Primary outcome of heart failure

Table 2 shows the number of incident cases of heart failure during follow-up and the directly age standardised incidence rates in each cohort. There were 25 480 cases of heart failure in the QResearch derivation cohort, 8189 in the QResearch validation cohort, and 11 311 in the CPRD validation cohort.

Table 2.

Numbers of incident cases of HF during follow-up and age standardised incidence rates per 1000 person years in men and women with diabetes aged 25–84 years in the derivation cohort and validation cohorts

QResearch derivation cohort
QResearch validation cohort
CPRD validation cohort
Total HF cases Rate per 1000 person years (95% CI) Total HF cases Rate per 1000 person years (95% CI) Total HF cases Rate per 1000 person years (95% CI)
Women 10 710 9.09 (8.92 to 9.26) 3395 8.99 (8.68 to 9.29) 4827 9.05 (8.79 to 9.31)
Men 14 770 11.66 (11.47 to 11.85) 4794 11.79 (11.46 to 12.12) 6484 11.44 (11.16 to 11.72)

Rates were directly age standardised to the overall age distribution of patients aged 25–84 years within the QResearch derivation cohort in 5-year age bands.

HF, heart failure.

Predictor variables

Table 3 shows adjusted HRs for variables in the final models for men and women in the derivation cohort which included: age, BMI, systolic blood pressure, cholesterol/HDL, HbA1c, deprivation, duration and type of diabetes, smoking status, ethnicity, atrial fibrillation, cardiovascular disease and chronic renal disease (the univariate associations are shown in online supplementary table 3).
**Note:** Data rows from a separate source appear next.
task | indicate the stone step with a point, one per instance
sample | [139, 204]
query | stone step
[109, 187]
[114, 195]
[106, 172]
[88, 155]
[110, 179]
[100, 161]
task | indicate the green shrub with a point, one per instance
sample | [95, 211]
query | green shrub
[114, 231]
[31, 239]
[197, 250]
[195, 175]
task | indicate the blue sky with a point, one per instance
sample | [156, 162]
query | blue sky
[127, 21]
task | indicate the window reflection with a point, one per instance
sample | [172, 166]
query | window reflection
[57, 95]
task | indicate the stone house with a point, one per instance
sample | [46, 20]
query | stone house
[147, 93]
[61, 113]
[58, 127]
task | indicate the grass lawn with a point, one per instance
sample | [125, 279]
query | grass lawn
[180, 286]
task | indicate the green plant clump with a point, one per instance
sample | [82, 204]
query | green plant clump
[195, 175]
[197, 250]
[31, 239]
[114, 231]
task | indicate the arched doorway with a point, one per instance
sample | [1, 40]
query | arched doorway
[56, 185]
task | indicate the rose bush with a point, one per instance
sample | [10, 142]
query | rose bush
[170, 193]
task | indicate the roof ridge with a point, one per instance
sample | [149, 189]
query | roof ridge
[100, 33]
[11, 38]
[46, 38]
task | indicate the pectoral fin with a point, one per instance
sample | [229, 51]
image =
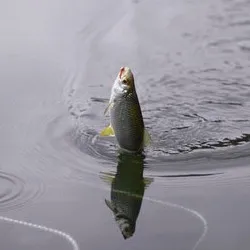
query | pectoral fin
[146, 138]
[110, 105]
[147, 181]
[108, 131]
[110, 205]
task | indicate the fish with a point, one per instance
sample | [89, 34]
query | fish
[126, 120]
[127, 191]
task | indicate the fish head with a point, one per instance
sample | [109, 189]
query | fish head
[127, 228]
[124, 82]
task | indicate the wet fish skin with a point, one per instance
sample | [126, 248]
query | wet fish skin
[126, 120]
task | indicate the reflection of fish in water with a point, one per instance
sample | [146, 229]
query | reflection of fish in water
[127, 190]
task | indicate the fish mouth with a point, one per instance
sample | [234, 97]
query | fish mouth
[125, 77]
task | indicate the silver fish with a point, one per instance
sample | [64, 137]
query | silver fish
[126, 120]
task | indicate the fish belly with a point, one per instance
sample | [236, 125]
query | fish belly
[127, 122]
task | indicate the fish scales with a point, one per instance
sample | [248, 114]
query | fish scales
[127, 121]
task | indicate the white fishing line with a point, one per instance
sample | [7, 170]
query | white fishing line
[62, 234]
[169, 204]
[73, 242]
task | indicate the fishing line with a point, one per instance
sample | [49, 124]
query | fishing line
[166, 203]
[73, 242]
[62, 234]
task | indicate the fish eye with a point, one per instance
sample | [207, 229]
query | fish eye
[125, 81]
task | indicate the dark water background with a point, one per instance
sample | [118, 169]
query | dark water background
[191, 61]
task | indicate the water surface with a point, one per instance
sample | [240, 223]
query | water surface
[191, 63]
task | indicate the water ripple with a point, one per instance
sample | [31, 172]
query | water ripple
[16, 192]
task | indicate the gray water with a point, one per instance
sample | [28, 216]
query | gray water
[191, 61]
Increasing duration of diabetes was associated with increased heart failure risk despite adjustment for current age and other risk factors. Non-Caucasian ethnic groups tended to have a lower risk of heart failure compared with those whose ethnic group was either Caucasian or not recorded. There was a ‘dose–response’ relationship for smoking with heavy smokers having the highest risk of heart failure. In women, type 1 diabetes had a 38% higher risk of heart failure compared with type 2; atrial fibrillation: 143% higher risk; cardiovascular disease: 96% increased risk; and chronic renal disease: 64% increased risk. The pattern was similar for men. Figure 1 shows the adjusted HRs using fractional polynomial terms for continuous variables. Increasing age, BMI, systolic blood pressure, and HbA1c were all associated with increasing HRs of heart failure.

Table 3.

Adjusted HRs with 95% CIs for heart failure in men and women in the derivation cohort

  Adjusted HR (95% CI)
Women* Men†
Age‡ 1.076 (1.074 to 1.079) 1.069 (1.067 to 1.071)
Cholesterol/HDL ratio‡ 1.04 (1.01 to 1.06) 1.03 (1.01 to 1.04)
Townsend deprivation score‡,§ 1.25 (1.21 to 1.28) 1.17 (1.14 to 1.20)
Duration of diabetes at baseline (years)
 <1 1 1
 1–3 1.45 (1.38 to 1.53) 1.29 (1.23 to 1.35)
 4–6 1.53 (1.44 to 1.63) 1.47 (1.39 to 1.55)
 7–10 1.72 (1.62 to 1.84) 1.49 (1.41 to 1.58)
 ≥11 1.94 (1.83 to 2.07) 1.72 (1.63 to 1.81)
Smoking status
 Non-smoker 1 1
 Ex-smoker 1.10 (1.05 to 1.15) 1.03 (0.99 to 1.07)
 Light smoker (1–9 cigarettes/day) 1.33 (1.23 to 1.43) 1.34 (1.27 to 1.41)
 Moderate smoker (10–19 cigarettes/day) 1.52 (1.38 to 1.69) 1.35 (1.23 to 1.48)
 Heavy smoker (20+ cigarettes/day) 1.74 (1.55 to 1.95) 1.51 (1.38 to 1.66)
Ethnicity
 Caucasian/not recorded 1 1
 Indian 1.01 (0.89 to 1.16) 0.94 (0.84 to 1.05)
 Pakistani 1.09 (0.92 to 1.29) 0.92 (0.80 to 1.06)
 Bangladeshi 0.94 (0.78 to 1.13) 1.14 (1.00 to 1.30)
 Other Asian 0.96 (0.76 to 1.22) 0.77 (0.63 to 0.95)
 Black Caribbean 0.73 (0.64 to 0.83) 0.77 (0.68 to 0.88)
 Black African 0.91 (0.72 to 1.16) 0.68 (0.53 to 0.87)
 Chinese 0.78 (0.47 to 1.29) 0.41 (0.24 to 0.70)
 Other ethnic group 0.82 (0.68 to 0.99) 0.74 (0.62 to 0.87)
Comorbidity
 Type 1 diabetes¶ 1.38 (1.20 to 1.58) 1.19 (1.06 to 1.34)
 Atrial fibrillation** 2.43 (2.27 to 2.60) 2.07 (1.95 to 2.19)
 Cardiovascular disease** 1.96 (1.88 to 2.04) 2.19 (2.12 to 2.27)
 Chronic renal disease** 1.64 (1.40 to 1.91) 1.77 (1.57 to 2.01)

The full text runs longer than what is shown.